Logo

Steps

Overview

An Orquestra workflow executes a collection of steps. A step is a unit of execution in a workflow and supports the following fields:

Field Description
name Name of the step
config The configuration and execution plan for this step. This is where a runtime is declared and where components are invoked
inputs The list of input parameters to this step
outputs The list of output parameters from this step

The example is a step that uses the python3 runtime configuration to invoke two components, hellov1 & hellov2, in the imports field. These two components can access parameters specified in the inputs field, with the expected result from the component referenced in the outputs field. This step also specifices the desired amount of compute resources for execution.

steps:
- name: getBioData # the name of the step
  config:
    runtime:
      language: python3 # the language used to run this step
      imports: [hellov1, hellov2] # the name of the component that is used by this step
      parameters:
        file: hellov1/src/python/orquestra/main.py # the file for the entrypoint used 
        function: main # the entry function to envoke
    resources: # the resources requested to run this step (optional)
      cpu: "1000m" # default cpu value
      memory: "1Gi" # default memory value
      disk: "10Gi" # default disk value
  inputs: # the arguments to pass into the entrypoint
  - name: "John Doe" # set var called name to string value "john doe"
    type: string
  - year: 1992 # set var called year to int value 1992
    type: int
  outputs: # one or more outputs from  the step
  - name: bio-data # the name of an output generated by the entrypoint used
    type: json

Name

The name of the step. Some restrictions:

  • Step name need to be unique to the workflow.
  • start with an alphanumeric character
  • end with an alphanumeric character
  • contains only lowercase alphanumeric characters or ‘-’
  • name cannot be greater than 30 characters in length

Config

A config is used to specify the component to invoke, its runtime context and the amount of compute resources for the quantum engine to allocate. config supports the following fields:

Field Description
runtime The runtime and imports to use for this step’s execution
resources The desired resource for this step

Runtime

Field Description
language python3
customImage Optional. Defaults to zapatacomputing/z-quantum-default:latest
imports The imports field is a list of the names of the components we want to use for the current task.
parameters The entrypoint for this step’s execution.

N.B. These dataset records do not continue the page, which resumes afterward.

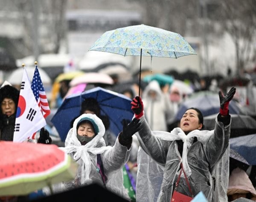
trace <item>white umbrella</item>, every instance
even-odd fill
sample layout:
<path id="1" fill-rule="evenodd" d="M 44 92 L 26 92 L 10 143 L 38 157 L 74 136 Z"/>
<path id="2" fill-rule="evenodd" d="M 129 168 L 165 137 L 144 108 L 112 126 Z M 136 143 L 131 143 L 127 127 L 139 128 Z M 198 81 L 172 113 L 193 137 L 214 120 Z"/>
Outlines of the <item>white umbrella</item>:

file: the path to the file to execute, must exist in one of the components referenced in imports list.
function: specifies the function to invoke.

Resources

The resources field is an optional field that allows a workflow author to request specific compute resources for their step.

NOTE The requested amount of resources is not guaranteed by the Quantum Engine and is subject to the current runtime environment.

Field Description
cpu Default is 1000m
memory Default value is 1Gi
disk Default value is 10Gi

Inputs

The inputs field is a list of arguments that will be made available to the step.

Field Description
<name> <name> is the argument to be exposed to the component, with its value set in the field
type The type of the value specified in <name>. Can be one of string, int, json, or <custom>.

Example

  inputs: # the arguments to pass into the entrypoint
  - name: "John Doe" # set var called name to string value "john doe"
    type: string
  - year: 1992 # set var called year to int value 1992
    type: int
  - foo: "bar" # set var called foo to value bar with a custom type `foobar`
    type: foobar

Outputs

The ouputs field is a list of arguments that result from the completion of the step.

Field Description
<name> <name> is the argument to be exposed to the component, with its value set in the field
type The type of the value specified in <name>. Can be one of string, int, json, or <custom>.

Example

  outputs: # the arguments to pass into the entrypoint
  - name: "John Doe" # set var called name to string value "john doe"
    type: string
  - year: 1992 # set var called year to int value 1992
    type: int
  - foo: "bar" # set var called foo to value bar with a custom type `foobar`
    type: foobar

Additional Functionality

Referencing Step Outputs

In workflows, it is often the case that we want to pass the output of one step as the input into the next. This allows us to perform more complex operations on our data while also maintaining the maximum amount of data for analysis.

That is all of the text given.